If, for example, the FSA were to obtain, through
its membership of the ESRB, information about the activities of
a US bank operating in the UK and other Member States, it could
well want to raise issues of concern with the relevant US supervisory
authorities. It is not clear that Article 8(2) of the ESRB regulation
provides the necessary cover. It provides that information received
by "members of the ESRB" ( who are presumably the same
as "members of the General Board of the ESRB"the
term used in Article 8(1)) may only be used in the course of their
duties and in performing the tasks set out in Article 3(2). If
the duties referred to are limited to those set out in Article
3(2), this would not protect a national supervisory authority
who wanted to discuss an individual institution with a third country
supervisor. On the other hand, if the intention is to allow members
of the ESRB to use confidential information in the course of their
duties under other EU legislation, this should be made clear.

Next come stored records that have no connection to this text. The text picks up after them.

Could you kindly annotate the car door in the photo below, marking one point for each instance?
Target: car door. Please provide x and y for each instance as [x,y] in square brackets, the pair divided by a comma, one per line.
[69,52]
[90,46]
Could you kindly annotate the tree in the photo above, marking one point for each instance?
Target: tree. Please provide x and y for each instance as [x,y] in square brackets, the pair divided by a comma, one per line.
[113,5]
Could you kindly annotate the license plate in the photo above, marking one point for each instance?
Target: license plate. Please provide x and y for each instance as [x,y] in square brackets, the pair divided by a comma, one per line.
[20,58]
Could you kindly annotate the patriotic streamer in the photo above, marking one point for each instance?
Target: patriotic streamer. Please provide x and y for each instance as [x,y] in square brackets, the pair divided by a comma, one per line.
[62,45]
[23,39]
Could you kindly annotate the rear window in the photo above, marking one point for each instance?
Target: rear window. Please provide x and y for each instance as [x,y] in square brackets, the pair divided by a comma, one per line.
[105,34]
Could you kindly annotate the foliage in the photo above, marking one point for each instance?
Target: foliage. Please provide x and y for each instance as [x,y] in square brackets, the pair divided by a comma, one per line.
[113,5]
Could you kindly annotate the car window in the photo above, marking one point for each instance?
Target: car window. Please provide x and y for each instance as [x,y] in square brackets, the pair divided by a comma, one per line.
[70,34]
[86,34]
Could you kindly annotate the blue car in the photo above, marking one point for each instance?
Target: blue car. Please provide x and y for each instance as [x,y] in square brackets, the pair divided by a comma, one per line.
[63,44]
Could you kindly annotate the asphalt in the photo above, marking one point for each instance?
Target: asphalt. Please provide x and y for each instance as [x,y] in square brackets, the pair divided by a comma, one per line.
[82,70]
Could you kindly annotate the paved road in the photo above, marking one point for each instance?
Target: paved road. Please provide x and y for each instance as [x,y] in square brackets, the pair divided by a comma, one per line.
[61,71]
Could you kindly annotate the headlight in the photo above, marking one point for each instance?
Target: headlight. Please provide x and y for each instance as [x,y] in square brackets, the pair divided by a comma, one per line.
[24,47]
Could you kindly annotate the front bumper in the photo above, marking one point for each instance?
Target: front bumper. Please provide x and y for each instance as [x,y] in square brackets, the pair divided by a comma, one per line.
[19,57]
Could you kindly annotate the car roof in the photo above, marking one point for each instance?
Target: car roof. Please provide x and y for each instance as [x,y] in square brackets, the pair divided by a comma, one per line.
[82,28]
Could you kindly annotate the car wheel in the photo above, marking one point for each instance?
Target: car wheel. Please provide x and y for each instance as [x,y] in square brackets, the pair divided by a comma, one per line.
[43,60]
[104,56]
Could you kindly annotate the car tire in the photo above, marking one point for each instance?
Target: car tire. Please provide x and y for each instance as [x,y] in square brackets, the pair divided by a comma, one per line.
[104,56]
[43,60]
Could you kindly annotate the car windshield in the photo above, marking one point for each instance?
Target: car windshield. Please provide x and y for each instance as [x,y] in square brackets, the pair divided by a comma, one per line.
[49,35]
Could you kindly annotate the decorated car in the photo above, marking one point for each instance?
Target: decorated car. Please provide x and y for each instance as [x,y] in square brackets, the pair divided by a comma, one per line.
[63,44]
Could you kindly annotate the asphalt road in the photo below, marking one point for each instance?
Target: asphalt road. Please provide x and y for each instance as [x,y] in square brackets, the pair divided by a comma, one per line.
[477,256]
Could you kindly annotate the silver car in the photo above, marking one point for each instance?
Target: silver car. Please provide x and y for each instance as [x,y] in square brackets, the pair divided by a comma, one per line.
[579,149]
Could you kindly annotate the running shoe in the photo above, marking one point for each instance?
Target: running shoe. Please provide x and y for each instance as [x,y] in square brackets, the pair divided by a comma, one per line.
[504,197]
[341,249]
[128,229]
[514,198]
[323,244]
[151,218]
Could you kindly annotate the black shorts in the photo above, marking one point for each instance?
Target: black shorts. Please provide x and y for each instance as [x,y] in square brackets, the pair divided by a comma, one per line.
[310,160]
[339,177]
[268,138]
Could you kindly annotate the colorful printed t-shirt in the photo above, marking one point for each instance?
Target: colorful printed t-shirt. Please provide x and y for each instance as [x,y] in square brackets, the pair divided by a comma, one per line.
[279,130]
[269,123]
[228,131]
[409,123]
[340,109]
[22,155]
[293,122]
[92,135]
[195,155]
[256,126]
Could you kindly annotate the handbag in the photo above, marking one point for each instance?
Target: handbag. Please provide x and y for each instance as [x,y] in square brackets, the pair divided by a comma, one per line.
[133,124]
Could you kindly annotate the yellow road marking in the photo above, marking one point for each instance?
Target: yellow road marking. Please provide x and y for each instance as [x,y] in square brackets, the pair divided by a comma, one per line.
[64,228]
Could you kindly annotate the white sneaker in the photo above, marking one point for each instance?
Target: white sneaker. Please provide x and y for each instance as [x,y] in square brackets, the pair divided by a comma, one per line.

The professional secrecy provisions in Article
8 are complicated by the unwieldy structure and size of the ESRB.
Given the sensitivity of the information likely to be generated,
it is essential that the professional secrecy provisions are sufficiently
robust to act as a credible deterrent, though this may seem a
somewhat vain hope in the context of a body containing over 50
members and covering 27 Member States.
Article 8(1) of the ESRB regulation imposes
a duty of professional secrecy on members of the General Board
of the ESRB and any other person who has worked "for or in
connection with" the ESRB (including the relevant staff of
Central Banks, the Advisory Technical Committee, ESAs and competent
national supervisory authorities). Members of the Steering Committee
are not expressly mentioned presumably on the grounds that they
are a subset of the General Board, nor are members of the ECB
secretariat. In the latter case this is presumably because the
Secretariat is subject to separate professional secrecy provisions
under the ECB decision, although the ECB President and Vice-President
will be covered by the ESRB professional secrecy provisions in
their capacity as members of the General Board.
The Secretariat is not part of the ESRB; instead
it is clearly part of the ECB and, as such, information gathered
by the ECB staff allocated to the secretariat will inevitably
be disclosed to other staff in the ECB, who may be involved in
processing and analysis of the information in accordance with
Article 2 of the ECB Decision, some of which may relate to individual
financial institutions. Article 6 of the Decision merely requires
the ECB to establish internal mechanisms and rules to protect
data collected on behalf of the ESRB and goes on to state that
the ECB staff "shall comply with the applicable rules relating
to professional secrecy". If this is intended to refer to
the internal ECB rules, it is clearly unsatisfactory, since it
would impose a much weaker and ill-defined duty of confidentiality
than that imposed by the ESRB regulation. Moreover, it is unclear
whether any sanctions would apply for breach.